WENHAM — Gordon College has reached an agreement to sell part of its land to a development company which plans to build housing for people aged 55 and over.
In an email to the university community, Gordon College President Michael Hammond said the sale would generate “an eight figure figure” and help the college pay down its long-term debt.
“This will provide much needed financial flexibility by allowing us to repay long term debt and ultimately will provide the Town of Wenham with additional tax revenue as Gordon’s property is tax exempt,” wrote Hammond.
Hammond said in the email that he could not release exact details until the deal was finalized. But he said the land is located to the west and around the college’s Woodland parking lot and the development would be accessed via Grapevine Road. The development, which would require approval from the town of Wenham, would be done in three phases on three separate project lots and would take at least four years to complete. Up to 10% of the units would be designated as affordable housing.
Wenham Town administrator Steve Poulos identified the developer as PulteGroup. The Atlanta-based company is the third-largest homebuilder in the nation with operations in more than 40 major cities, according to its website. Poulos said the company has yet to submit plans to the city. The project will have to be examined by the town planning council. Poulos described the site as a “significant piece of land” and said it adjoined Coy Pond.
“Like any project, we want to ensure that the development ultimately benefits the city and its residents,” Poulos said.
Hammond, who became president of Gordon College in July 2021, said the college pays $1.7 million in debt charges each year, which he called a “significant burden” on its operating budget and its cash flow. He said the college’s board of trustees voted two years ago to allow “targeted exploration” of offers to purchase certain college lands to pay off that debt.
Hammond said most of the college’s 475 acres are set aside for conservation and cannot be used to develop the campus, but some smaller plots have attracted interest from potential buyers over the years, including a plot in Manchester near the old Junction 16.
Hammond said there is precedent for the upcoming project, pointing to the Parson’s Hill neighborhood near Route 128 that was created following the sale of Gordon’s land in 1998.
“Having said that, I also understand that our sprawling, wooded campus is a defining aspect of Gordon that is valued by many faculty, staff and students as well as our local community,” Hammond wrote in the email. “All of these factors were carefully considered when exploring this narrowly focused opportunity.”
Rick Sweeney, a spokesman for Gordon College, said the land in question runs behind the Woodland parking lot and is unlikely to be very visible from Grapevine Road.
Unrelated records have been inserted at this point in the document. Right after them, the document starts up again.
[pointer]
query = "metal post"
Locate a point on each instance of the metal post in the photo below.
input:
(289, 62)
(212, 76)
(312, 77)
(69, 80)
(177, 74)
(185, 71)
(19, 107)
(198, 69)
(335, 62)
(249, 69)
He stressed that the development would be a “multi-step process” with community input along the way.
“Ultimately, we believe this will be of long-term benefit to the town of Wenham, as well as the College,” Sweeney said in an email.
Like many colleges across the country, Gordon College has had to deal with the financial impact of a decline in the number of college-aged students. Hammond said traditional undergraduate enrollment “continues to be a challenge.” Gordon, a Christian liberal arts college, has 1,368 undergraduate students and 436 graduate students. Tuition, room and board for the 2022-23 academic year is $39,190, though the actual cost after financial aid can be as low as $12,115 for students from low-income families, according to the ‘school.
“(We) need to make the best use of resources, including College assets, and prioritize decisions that help our enrollment and budget priorities,” Hammond said.